Législatives en Grèce: «Syriza, c’est à la fois l’espoir et un saut dans l’inconnu»

 

Toute l’Europe va scruter dimanche les résultats des législatives anticipées en Grèce. Donné gagnant par les sondeurs, le parti anti-austérité Syriza pourrait transformer la Grèce en laboratoire d’une alternative politique après cinq ans de sacrifices imposés par l’Europe et le FMI. A Berlin et Bruxelles, comme dans les milieux financiers, on s’inquiète de ce possible tournant historique. Alexis Tsipras, le leader de Syriza, cherche à obtenir une majorité absolue parmi les 300 députés de la Vouli, le parlement grec. Car les alliances possibles pour une coalition gouvernementale semblent compliquées à négocier. Décryptage avec Gerassinos Moschonas, politologue à l’université Panteion d’Athènes.

– Syriza est qualifié de parti de la gauche radicale. Est-ce le cas?
Oui et non. Du point de vue organisationnel et culturel, c’est un parti de la gauche radicale. Mais son programme politique et économique tient compte des contraintes liées à l’Union européenne et à l’état économique de la Grèce. Il assume de ce point de vue la fonction d’une sorte de parti social-démocrate. Sauf que l’UE ne le perçoit pas comme tel. En cela, il est radical.

– Ce succès annoncé est-il aussi lié à l’effondrement du Pasok, le Parti socialiste grec
En partie seulement. Le Pasok est affaibli depuis 2012. Il souffre surtout d’une scission avec le départ de Georges Papandréou qui a créé sa propre formation, Kinima.

– Le parti de droite, Nouvelle démocratie, pourtant associé aux politiques d’austérité, résiste mieux, non?
Attendons le résultat de l’élection avant de le dire. Dans le système électoral grec, le bonus de 50 sièges au parti arrivé en tête pousse au vote utile. Si le second n’est pas trop distancé par le premier dans les sondages, il peut résister. S’il est loin dans les intentions de vote, il est défavorisé.

– Et qu’en est-il d’Aube dorée, le parti d’extrême droite dont la direction est en prison?
Le score d’Aube dorée est la grande inconnue de ce scrutin. La situation est inédite: tous ses leaders sont en prison mais le parti présente des candidats. Dans la société, sa stigmatisation et le cordon sanitaire qui s’est créé autour de lui l’ont isolé et affaibli. Avec qui Syriza peut-il gouverner s’il n’a pas la majorité seul? Il faudrait déjà savoir quels partis passeront la barre des 3% d’exprimés et seront représentés au parlement. La coalition la plus vraisemblable serait une alliance avec le parti des Grecs indépendants. Bien que cette formation soit nationaliste et très conservatrice culturellement, elle partage la ligne anti-austérité de Syriza. Faire alliance avec le Pasok, qui est pro mémorandum européen, ne ferait pas une coalition solide. La stratégie de Syriza est donc de chercher une majorité, seul.

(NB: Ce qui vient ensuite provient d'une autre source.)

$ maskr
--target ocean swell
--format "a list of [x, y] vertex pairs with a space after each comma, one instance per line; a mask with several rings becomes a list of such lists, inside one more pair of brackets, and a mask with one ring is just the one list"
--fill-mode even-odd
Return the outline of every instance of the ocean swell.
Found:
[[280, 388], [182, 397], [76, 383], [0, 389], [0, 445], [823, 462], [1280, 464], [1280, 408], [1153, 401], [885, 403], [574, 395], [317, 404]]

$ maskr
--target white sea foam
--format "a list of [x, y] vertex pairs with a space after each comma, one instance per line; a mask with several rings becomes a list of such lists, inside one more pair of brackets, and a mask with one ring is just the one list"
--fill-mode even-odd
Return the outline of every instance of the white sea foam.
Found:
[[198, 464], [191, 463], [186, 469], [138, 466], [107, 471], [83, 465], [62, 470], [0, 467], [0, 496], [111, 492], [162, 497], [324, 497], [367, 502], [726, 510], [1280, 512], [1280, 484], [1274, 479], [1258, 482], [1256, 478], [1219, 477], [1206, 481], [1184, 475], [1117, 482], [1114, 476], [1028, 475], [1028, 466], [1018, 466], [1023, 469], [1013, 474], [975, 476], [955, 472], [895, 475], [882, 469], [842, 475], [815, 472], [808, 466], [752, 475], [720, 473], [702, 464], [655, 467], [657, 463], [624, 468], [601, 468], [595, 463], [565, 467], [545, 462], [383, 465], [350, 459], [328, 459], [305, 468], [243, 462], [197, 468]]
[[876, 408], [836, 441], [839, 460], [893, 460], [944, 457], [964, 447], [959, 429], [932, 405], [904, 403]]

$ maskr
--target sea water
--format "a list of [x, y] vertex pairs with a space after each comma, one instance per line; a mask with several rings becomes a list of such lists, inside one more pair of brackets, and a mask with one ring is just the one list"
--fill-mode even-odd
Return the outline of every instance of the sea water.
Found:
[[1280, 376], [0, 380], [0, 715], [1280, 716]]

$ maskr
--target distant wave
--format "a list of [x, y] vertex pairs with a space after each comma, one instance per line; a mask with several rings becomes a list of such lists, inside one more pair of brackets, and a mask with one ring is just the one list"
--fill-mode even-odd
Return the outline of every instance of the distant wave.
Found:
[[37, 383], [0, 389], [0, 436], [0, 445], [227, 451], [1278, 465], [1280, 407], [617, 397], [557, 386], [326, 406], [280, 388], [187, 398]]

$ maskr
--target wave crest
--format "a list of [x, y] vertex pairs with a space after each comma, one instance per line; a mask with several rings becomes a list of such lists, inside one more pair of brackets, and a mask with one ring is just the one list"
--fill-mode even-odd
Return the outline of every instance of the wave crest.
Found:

– Syriza suscite de l’espoir?
Pour une partie de la population, oui. Pour d’autres, il inquiète. Il y a une ambivalence de sentiment chez chaque grec: espoir et peur du saut dans l’inconnu. Syriza peut-il faire basculer l’Europe vers d’autres choix? Il paraît difficile qu’un pays de taille moyenne, délégitimé par sa situation économique puisse peser sur les choix européens. Mais Syriza a ouvert un débat. Il représente symboliquement l’éventualité d’une autre politique. En ce sens, il joue le rôle d’une locomotive pour la gauche européenne. Il a d’ores et déjà contribué à un changement d’ambiance idéologique.

– Syriza arrive à point. Le «sale boulot» a été fait en partie, non?
En partie, oui. Mais il reste beaucoup à faire. L’économie est encore fragile. Depuis l’échec de la présidentielle, il y a eu une fuite des capitaux, qui va continuer si Syriza arrive aux affaires. Cela ne favorisera pas la croissance. Les rentrées fiscales vont aussi souffrir des incertitudes électorales. Si des tensions avec l’UE s’ajoutent à cela, les indicateurs vont se détériorer.